24 February 2020
LeetCode(99) -- 137, 138, 139
by Jerry Zhang
P137. Single Number II (Medium)
Given a non-empty array of integers, every element appears three times except for one, which appears exactly once. Find that single one.
Note:
Your algorithm should have a linear runtime complexity.
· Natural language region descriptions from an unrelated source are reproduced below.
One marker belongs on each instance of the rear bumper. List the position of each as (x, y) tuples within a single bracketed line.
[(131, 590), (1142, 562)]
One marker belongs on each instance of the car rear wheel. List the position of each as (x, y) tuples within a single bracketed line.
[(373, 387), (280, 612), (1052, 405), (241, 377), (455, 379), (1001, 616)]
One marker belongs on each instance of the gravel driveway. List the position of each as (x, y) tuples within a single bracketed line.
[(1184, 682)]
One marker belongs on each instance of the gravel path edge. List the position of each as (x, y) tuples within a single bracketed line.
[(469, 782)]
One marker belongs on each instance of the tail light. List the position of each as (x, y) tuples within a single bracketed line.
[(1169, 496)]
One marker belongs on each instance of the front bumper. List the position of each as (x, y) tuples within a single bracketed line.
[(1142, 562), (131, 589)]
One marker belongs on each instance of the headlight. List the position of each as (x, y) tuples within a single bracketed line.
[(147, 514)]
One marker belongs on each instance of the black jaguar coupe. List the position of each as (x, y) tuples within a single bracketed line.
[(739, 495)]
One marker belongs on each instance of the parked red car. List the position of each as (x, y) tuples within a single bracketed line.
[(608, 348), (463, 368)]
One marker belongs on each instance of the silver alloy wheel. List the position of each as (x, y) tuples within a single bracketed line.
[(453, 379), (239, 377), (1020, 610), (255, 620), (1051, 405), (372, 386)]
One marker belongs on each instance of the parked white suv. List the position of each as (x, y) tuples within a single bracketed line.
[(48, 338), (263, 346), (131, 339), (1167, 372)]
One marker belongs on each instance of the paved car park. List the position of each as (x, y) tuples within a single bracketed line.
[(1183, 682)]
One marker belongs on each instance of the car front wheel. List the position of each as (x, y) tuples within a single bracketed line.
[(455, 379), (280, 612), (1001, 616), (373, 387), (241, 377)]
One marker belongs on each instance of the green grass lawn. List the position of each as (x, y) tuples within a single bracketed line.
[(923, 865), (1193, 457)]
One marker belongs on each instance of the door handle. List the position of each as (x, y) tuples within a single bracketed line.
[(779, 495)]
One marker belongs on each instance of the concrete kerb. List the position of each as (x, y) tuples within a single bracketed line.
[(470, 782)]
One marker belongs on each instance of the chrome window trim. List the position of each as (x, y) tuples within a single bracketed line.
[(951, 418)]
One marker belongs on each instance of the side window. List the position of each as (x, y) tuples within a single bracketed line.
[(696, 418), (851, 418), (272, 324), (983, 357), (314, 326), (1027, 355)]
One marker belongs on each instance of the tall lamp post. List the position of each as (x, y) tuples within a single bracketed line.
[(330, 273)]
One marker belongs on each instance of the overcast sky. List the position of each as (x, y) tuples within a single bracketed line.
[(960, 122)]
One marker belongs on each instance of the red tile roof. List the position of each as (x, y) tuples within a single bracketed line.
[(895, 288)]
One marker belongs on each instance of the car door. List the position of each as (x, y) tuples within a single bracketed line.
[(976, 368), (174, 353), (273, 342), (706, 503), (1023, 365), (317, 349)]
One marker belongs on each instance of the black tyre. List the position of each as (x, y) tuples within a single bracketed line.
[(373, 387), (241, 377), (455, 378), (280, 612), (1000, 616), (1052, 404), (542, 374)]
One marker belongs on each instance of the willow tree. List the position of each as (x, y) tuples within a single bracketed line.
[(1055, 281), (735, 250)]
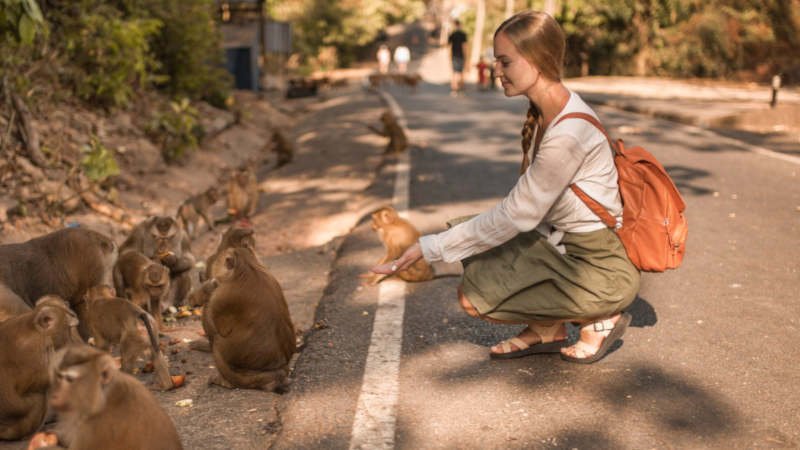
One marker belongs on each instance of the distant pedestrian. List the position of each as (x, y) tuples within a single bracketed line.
[(384, 56), (457, 41), (540, 257), (483, 69), (402, 55)]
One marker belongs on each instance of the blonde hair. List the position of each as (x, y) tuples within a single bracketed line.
[(541, 41)]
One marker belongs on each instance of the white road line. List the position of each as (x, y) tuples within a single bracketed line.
[(376, 412), (744, 145)]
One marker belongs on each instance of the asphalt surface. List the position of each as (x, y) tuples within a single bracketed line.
[(707, 363)]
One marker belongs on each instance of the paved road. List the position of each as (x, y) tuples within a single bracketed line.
[(708, 363)]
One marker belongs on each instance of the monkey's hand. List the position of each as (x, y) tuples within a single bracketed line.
[(43, 440), (409, 257)]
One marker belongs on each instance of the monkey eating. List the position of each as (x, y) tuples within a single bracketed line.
[(161, 239), (242, 193), (63, 263), (392, 129), (99, 407), (235, 236), (28, 343), (196, 207), (113, 321), (397, 234), (145, 282), (247, 323)]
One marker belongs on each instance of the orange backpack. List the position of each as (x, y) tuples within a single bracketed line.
[(653, 228)]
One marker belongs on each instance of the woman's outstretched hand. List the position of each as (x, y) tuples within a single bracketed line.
[(410, 256)]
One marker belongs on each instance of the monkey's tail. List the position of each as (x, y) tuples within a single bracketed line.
[(149, 324)]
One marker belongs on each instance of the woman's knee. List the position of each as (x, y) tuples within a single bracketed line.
[(466, 305)]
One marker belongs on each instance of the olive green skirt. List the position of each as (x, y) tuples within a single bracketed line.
[(527, 278)]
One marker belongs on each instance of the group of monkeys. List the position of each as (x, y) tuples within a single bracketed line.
[(74, 286), (65, 289)]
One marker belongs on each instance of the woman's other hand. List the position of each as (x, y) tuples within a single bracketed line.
[(409, 257)]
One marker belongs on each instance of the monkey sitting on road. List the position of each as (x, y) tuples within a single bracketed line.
[(392, 129), (143, 281), (242, 193), (113, 321), (247, 323), (63, 263), (396, 235), (99, 407), (235, 236), (196, 207), (28, 342), (161, 239)]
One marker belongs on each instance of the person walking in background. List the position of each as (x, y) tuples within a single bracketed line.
[(482, 76), (384, 56), (402, 55), (457, 41), (541, 257)]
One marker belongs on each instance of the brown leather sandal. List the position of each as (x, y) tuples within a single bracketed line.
[(547, 344), (586, 353)]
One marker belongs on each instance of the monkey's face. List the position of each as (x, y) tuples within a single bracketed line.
[(54, 319), (156, 280), (78, 379), (212, 194)]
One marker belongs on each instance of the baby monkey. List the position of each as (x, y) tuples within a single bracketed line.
[(392, 129), (397, 234), (196, 207)]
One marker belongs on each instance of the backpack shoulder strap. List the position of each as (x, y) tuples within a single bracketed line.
[(591, 119), (596, 207)]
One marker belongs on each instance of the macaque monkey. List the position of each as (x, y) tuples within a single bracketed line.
[(99, 407), (282, 148), (113, 322), (161, 239), (28, 342), (63, 263), (392, 129), (196, 207), (143, 281), (235, 236), (247, 322), (242, 193), (202, 294), (396, 235)]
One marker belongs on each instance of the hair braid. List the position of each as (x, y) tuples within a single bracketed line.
[(531, 122)]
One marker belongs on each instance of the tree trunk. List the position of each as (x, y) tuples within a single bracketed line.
[(477, 38), (641, 25)]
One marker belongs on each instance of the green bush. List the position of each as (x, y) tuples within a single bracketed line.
[(98, 162), (177, 130), (111, 57), (188, 46)]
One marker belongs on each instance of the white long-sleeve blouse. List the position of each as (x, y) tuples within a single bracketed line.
[(571, 151)]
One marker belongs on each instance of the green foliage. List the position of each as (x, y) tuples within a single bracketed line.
[(20, 19), (98, 162), (188, 47), (346, 26), (717, 38), (177, 130), (111, 56)]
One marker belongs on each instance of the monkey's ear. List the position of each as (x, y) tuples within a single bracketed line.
[(46, 318), (230, 261), (107, 369)]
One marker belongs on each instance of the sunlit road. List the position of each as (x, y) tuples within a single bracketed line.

Could you implement it without using extra memory?
My Solution
class Solution {
public int singleNumber(int[] nums) {
HashSet<Integer> set = new HashSet<>();
HashSet<Integer> repeated = new HashSet<>();
for (int num : nums) {
if (set.contains(num)) {
set.remove(num);
repeated.add(num);
} else if (!repeated.contains(num)) {
set.add(num);
}
}
for (Integer integer : set) {
return integer;
}
return 0;
}
}
42% 两个set,效率比较低。
Solution
Approach 1: HashSet
class Solution {
public int singleNumber(int[] nums) {
Set<Long> set = new HashSet<>();
long sumSet = 0, sumArray = 0;
for(int n : nums) {
sumArray += n;
set.add((long)n);
}
for(Long s : set) sumSet += s;
return (int)((3 * sumSet - sumArray) / 2);
}
}
Approach 2: HashMap
class Solution {
public int singleNumber(int[] nums) {
HashMap<Integer, Integer> hashmap = new HashMap<>();
for (int num : nums)
hashmap.put(num, hashmap.getOrDefault(num, 0) + 1);
for (int k : hashmap.keySet())
if (hashmap.get(k) == 1) return k;
return -1;
}
}
Approach 3: Bitwise Operators : NOT, AND and XOR
class Solution {
public int singleNumber(int[] nums) {
int seenOnce = 0, seenTwice = 0;
for (int num : nums) {
// first appearence:
// add num to seen_once
// don't add to seen_twice because of presence in seen_once
// second appearance:
// remove num from seen_once
// add num to seen_twice
// third appearance:
// don't add to seen_once because of presence in seen_twice
// remove num from seen_twice
seenOnce = ~seenTwice & (seenOnce ^ num);
seenTwice = ~seenOnce & (seenTwice ^ num);
}
return seenOnce;
}
}
看着答案一步一步能明白结果,但为什么这么做,就只能死记硬背了。
P138. Copy List with Random Pointer (Medium)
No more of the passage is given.